# Anubias White 'Platinum'



## limz_777 (Jun 29, 2005)

should be the same , just fancy names


----------



## HybridHerp (May 24, 2012)

I predict its just a flashy name to get more people interested, that kind of thing happens a lot in this hobby. Still a pretty plant, I have to get my hands on it one day.


----------



## saddletramp (May 19, 2012)

Just another fancy name for a very white form.
Several years ago I purchased Anubias 'Snowflake' It looks very similar.
It grows slowly. There are now three pots of it.
Bill


----------



## Kehy (Feb 5, 2012)

saddletramp said:


> Just another fancy name for a very white form.
> Several years ago I purchased Anubias 'Snowflake' It looks very similar.
> It grows slowly.

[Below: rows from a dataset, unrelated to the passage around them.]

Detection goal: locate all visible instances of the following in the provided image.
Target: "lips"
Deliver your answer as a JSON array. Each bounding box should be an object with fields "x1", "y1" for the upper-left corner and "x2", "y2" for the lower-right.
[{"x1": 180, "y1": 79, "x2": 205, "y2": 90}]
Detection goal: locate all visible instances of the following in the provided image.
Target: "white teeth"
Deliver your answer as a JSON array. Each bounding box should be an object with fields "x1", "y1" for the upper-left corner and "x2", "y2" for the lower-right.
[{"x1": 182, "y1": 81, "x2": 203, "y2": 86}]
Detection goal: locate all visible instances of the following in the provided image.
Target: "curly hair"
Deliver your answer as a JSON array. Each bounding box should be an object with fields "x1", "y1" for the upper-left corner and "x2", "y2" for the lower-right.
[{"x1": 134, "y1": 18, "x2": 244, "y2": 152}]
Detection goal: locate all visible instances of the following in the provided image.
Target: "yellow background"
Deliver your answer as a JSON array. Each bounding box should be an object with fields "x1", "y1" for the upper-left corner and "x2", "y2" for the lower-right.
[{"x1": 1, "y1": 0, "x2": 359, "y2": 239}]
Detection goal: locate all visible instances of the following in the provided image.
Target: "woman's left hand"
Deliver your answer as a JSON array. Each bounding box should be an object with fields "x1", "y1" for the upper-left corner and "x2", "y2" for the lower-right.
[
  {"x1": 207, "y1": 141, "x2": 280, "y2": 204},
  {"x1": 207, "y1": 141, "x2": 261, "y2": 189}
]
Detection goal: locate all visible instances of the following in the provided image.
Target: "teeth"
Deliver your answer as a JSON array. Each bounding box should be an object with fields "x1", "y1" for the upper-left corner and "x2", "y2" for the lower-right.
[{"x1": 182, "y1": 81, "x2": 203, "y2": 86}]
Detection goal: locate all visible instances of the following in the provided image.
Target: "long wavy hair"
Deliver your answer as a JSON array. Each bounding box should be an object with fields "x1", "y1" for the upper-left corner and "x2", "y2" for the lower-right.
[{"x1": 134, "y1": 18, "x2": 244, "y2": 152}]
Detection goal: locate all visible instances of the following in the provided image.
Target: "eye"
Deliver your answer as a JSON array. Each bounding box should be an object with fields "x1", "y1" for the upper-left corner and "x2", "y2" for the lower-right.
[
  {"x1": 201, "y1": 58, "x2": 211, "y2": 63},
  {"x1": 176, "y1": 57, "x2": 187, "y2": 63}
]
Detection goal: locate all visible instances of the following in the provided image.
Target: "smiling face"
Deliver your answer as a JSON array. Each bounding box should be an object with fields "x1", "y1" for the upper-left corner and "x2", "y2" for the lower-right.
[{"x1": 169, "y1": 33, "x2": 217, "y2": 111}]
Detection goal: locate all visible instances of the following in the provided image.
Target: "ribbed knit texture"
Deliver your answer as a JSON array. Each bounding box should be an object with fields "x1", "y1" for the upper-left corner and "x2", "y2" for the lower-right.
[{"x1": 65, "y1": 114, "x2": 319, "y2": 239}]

There are now three pots of it.
> Bill


I will always envy your anubias (at least until I get one). So nice....


----------



## Solcielo lawrencia (Dec 30, 2013)

Where can one buy this "platinum"? I'm very interested.


----------



## plantbrain (Dec 15, 2003)

Baloney names for plants, worse than algae.:wink:

Same as the white Anubias.


----------



## Acro (Jul 7, 2012)

Thanks all! I thought it might just have been a new name for the same plant.

Can't you get side shoots by nicking the rhizome?

As for the source of 'platinum', look harder at the photo, the source is hidden within! 
You could also just search it, like I did, and find the link (where the photo came from) on alibaba . . .


----------